Polypeptides of DNA Viruses (PDV) are classified into bracon Bee Virus (BV) and ichneumoniae (Ichnorus, IV) viruses (Turnbull, M.and B.Webb (2002), Perspectives on polydiviruses orientations and evolution. Advances in Virus Research, Academic Press.58: 203-. PDV is a specific virus of obligate symbiosis of parasitic wasps, injected into lepidopteran host larvae at the time of oviposition of the parasitic wasps, and is an important parasitic factor that helps the parasitic wasps to successfully parasitize (Bai, S., X.Chen, J.Cheng, W.Fu and J.He (2005). "Effects of water-associated factors of Cotesia Plutella on growth and maintenance of Plutella xylostella larvae." Acta Phytophylactica site 32 (235-240). Its main physiological function is to suppress the immunity of the host (Dupuy, C., E.Huguet and J.M.Drezen (2006) 'Unfolding the evolution store of polynavities.' Virus Research 117(1): 81-89; Strand, M.R.and G.R.Burke (2012) 'Polynaviruses as systems and gene delivery systems.' PLoS Pathologens 8 (7)). Plutella xylostella cocoon bee multi-component DNA virus (CvBV) is a multi-component DNA virus which is researched more in China, and consists of 35 circular DNAs and encodes 157 toxic genes (Chen, Y.F., F.Gao, X.Q.Ye, S.J.Wei, M.Shi, H.J.Zheng and X.X.Chen (2011). "Deep sequencing of Cotesia vestalis viruses the complex of a polydinavirus genome." Virology (414): 42-50.). After the CvBV enters a host diamondback moth, the CvBV gene quickly expresses toxic protein to inhibit the immune response of the diamondback moth. Therefore, there is a need for further intensive studies on the CvBV gene.
Disclosure of Invention
The invention finds a new application of the CvBV12-7 gene in reducing the humoral immune response of insects and preparing low-immune drosophila.
The specific technical scheme is as follows:
the CvBV12-7 gene belongs to a PTP (protein tyrosine dephosphorylation enzyme) gene family, is the 7 th gene on the 12 th ring in 35 genome segments of plutella xylostella cocoon bee multi-component DNA virus, and has a base sequence shown in SEQ ID NO. 1; it can code 296 amino acids, and the amino acid sequence is shown in SEQ ID NO. 2.

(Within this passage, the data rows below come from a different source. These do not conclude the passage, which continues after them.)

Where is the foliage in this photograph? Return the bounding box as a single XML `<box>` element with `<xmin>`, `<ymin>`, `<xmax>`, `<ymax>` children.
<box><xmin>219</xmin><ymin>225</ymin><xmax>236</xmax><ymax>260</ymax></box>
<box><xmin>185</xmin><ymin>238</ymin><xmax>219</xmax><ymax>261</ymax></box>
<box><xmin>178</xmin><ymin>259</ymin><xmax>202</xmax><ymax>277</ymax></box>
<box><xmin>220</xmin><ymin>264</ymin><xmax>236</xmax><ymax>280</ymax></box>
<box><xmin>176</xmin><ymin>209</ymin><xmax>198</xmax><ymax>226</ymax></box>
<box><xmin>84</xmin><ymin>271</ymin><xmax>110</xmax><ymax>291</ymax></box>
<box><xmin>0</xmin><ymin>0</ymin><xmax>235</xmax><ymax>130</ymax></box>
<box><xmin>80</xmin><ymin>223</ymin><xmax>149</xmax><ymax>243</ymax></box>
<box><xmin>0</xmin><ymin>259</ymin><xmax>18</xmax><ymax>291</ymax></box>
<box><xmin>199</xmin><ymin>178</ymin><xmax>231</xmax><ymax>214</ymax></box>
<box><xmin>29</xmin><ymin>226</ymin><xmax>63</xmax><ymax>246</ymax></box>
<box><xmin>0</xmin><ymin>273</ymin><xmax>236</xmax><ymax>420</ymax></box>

The invention provides an application of a CvBV12-7 gene in reducing insect humoral immune response, wherein the base sequence of the CvBV12-7 gene is shown as SEQ ID NO. 1; the insect is fruit fly or diamondback moth.
Experiments show that the CvBV12-7 gene can inhibit the blackening activity of insect hemolymph, and the base sequence of the CvBV12-7 gene is shown in SEQ ID NO. 1; the insect is fruit fly or diamondback moth.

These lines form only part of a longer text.